BY SHREEJAYA NAIR / ART News
As the world reeled from the Covid-19 pandemic in August 2020, Indian Prime Minister Narendra Modi fulfilled a decade-old campaign promise: breaking ground on a Hindu temple at Ram Janmabhoomi, a site in the Northern Indian city of Ayodhya, where the deity Rama is believed to have been born.
Hindu and Muslim religious groups have battled, often violently, for ownership of the site, which was home to the Babri Masjid Mosque from 1527 until it was demolished by a violent Hindu nationalist mob in 1992. That attack set off six weeks of rioting that claimed over 2,000 lives across the country and has had ripple effects for decades.
But on August 5, Modi laid an 88-pound silver brick for the new temple’s foundation, as onlookers chanted “Jai Shri Ram,” or “Victory to Lord Ram,” a seemingly innocuous phrase that has come to signal Modi and the ruling Bharatiya Janata Party (BJP)’s increasingly exclusionary Hindu nationalism. Also heard among the crowd was the phrase “Ayodhya is just a preview, Kashi and Mathura are next in line,” a reference to similar controversies at the Kashi Gyanvapi Mosque in Banaras and the Shahi Mosque in Mathura.
The controversy at Ayodhya and other sites have become emblematic of the ways in which archaeology has become a political weapon, particularly for Modi and the BJP, who many argue have grown increasingly brazen in their efforts to shift India from a pluralist, secular state to an ethno-nationalist religious one that favors Hindus above all others.
Ayodhya looks to be only the beginning.
India’s Newest Political Battlefield
The current push to take back religious and archaeological sites in India have gained steam with the BJP’s rise over the last decade. Since 1996, the BJP included reclaiming the disputed temple site in Ayodhya in its election manifesto, a promise it renewed during Modi’s re-election campaign in 2019, which the BJP won in a landslide.
That goal became a reality later that year when India’s Supreme Court unanimously ruled the disputed land be given to the Ram Birthplace Trust for the construction of a temple. The Muslim community, represented by Uttar Pradesh Sunni Central Waqf Board, was to be compensated with five acres for a mosque at a prominent site in Ayodhya. The decision reversed a previous court decision that split the land between the communities.
New campaigns to reclaim other contested sites like the UNESCO World Heritage site Qutub Minar Agra Jahanara Mosque and the Peer Pasha Dargah mosque are now underway.

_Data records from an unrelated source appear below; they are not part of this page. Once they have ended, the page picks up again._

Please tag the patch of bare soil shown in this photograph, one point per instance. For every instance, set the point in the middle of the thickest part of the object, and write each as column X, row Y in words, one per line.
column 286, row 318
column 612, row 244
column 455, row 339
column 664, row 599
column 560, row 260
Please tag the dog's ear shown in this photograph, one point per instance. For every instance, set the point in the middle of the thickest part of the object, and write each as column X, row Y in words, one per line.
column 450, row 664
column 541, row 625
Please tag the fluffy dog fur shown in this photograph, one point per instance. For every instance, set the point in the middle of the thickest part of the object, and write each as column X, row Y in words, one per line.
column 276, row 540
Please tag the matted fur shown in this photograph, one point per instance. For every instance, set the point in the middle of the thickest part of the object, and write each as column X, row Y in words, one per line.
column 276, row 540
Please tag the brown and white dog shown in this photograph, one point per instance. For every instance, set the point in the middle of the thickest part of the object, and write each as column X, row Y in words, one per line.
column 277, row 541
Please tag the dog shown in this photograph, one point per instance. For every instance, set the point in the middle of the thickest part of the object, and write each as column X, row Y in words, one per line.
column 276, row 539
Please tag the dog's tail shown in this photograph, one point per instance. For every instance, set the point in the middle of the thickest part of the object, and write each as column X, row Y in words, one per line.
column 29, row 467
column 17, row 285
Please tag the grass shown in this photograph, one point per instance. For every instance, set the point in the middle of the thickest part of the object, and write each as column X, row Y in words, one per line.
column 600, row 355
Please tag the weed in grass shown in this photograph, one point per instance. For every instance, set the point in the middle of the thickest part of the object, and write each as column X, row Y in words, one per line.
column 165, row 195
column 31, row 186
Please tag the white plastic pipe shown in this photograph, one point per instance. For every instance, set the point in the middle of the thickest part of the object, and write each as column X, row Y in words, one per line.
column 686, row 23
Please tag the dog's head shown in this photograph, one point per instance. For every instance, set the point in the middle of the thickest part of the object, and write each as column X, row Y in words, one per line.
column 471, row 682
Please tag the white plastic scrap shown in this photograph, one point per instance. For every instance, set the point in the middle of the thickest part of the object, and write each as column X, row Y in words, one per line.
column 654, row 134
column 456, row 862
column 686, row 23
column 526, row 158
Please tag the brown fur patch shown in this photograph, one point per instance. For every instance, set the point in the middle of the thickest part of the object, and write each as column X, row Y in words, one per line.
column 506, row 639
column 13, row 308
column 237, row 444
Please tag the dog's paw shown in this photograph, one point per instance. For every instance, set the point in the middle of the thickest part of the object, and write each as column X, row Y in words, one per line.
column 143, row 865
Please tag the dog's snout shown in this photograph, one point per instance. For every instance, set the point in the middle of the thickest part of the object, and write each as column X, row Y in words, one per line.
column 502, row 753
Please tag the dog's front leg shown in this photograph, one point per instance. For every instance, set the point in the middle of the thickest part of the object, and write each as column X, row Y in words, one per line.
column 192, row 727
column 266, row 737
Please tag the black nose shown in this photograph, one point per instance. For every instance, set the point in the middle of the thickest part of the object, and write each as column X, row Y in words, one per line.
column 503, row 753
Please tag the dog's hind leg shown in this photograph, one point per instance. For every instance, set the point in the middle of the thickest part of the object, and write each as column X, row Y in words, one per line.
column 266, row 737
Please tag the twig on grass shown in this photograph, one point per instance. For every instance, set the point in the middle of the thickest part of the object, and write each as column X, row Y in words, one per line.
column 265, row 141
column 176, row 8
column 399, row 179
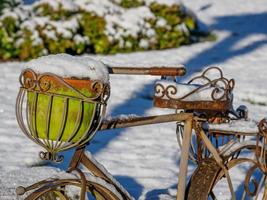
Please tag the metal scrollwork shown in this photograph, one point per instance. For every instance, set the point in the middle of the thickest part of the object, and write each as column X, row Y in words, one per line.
column 222, row 87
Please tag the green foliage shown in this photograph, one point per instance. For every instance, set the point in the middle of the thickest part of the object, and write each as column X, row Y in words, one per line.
column 46, row 10
column 93, row 27
column 90, row 32
column 8, row 4
column 131, row 3
column 7, row 48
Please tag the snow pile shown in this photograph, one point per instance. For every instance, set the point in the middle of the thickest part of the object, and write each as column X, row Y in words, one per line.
column 95, row 26
column 69, row 66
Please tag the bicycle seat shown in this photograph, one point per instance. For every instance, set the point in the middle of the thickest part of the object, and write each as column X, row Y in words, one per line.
column 200, row 93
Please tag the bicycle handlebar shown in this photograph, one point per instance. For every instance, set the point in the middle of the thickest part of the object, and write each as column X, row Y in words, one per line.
column 153, row 71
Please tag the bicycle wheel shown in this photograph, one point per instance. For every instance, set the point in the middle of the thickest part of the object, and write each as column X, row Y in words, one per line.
column 69, row 189
column 209, row 174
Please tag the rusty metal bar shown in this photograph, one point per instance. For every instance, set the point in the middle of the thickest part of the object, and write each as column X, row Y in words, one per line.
column 184, row 160
column 153, row 71
column 139, row 121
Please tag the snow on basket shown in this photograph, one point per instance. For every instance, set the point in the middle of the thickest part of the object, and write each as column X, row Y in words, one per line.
column 200, row 93
column 64, row 103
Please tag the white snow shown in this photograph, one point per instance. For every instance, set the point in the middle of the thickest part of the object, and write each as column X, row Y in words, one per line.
column 243, row 126
column 145, row 159
column 70, row 66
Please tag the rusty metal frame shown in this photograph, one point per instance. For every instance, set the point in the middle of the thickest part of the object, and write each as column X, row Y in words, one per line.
column 222, row 103
column 38, row 84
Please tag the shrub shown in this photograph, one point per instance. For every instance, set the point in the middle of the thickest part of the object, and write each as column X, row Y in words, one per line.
column 106, row 26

Other groups have taken up the tactic as well. In May, Rashed Khan, a politician for Indian National Congress (the country’s other major party), filed a petition to open Charminar, a 16th-century monument in Hyderabad, to Muslims for prayer on its top-floor mosque, which was closed to the public by the Archaeological Survey of India decades ago. Khan also referred to the Hindu temple adjoining the monument as “illegal.” Prominent BJP politicians began visiting the temple in a show of strength and accused the INC of stoking unrest to promote the party.
The same month, in Goa, the state’s chief minister, the BJP politician Pramod Sawant, earmarked $2.5 million for renovations to Hindu temples destroyed by the Portuguese. Goa legislators Vijai Sardesai and Altone D’costa accused the state government of trying to “rewrite history” for political gains.
Tariq Anwar, a longtime and high-ranking INC member of parliament, has argued that the battle of archaeological sites is used by the BJP to divert public attention from rising poverty, unemployment, corruption, and inflation.
“The 1991 Places of Worship Act was created to draw a line and say whatever existed at Independence, apart from Ram Janmabhoomi case, be maintained as is,” he told ARTnews. “Otherwise there would be no end to such issues. Amending or removing this law could only prove detrimental and enflame Hindu-Muslim divide.”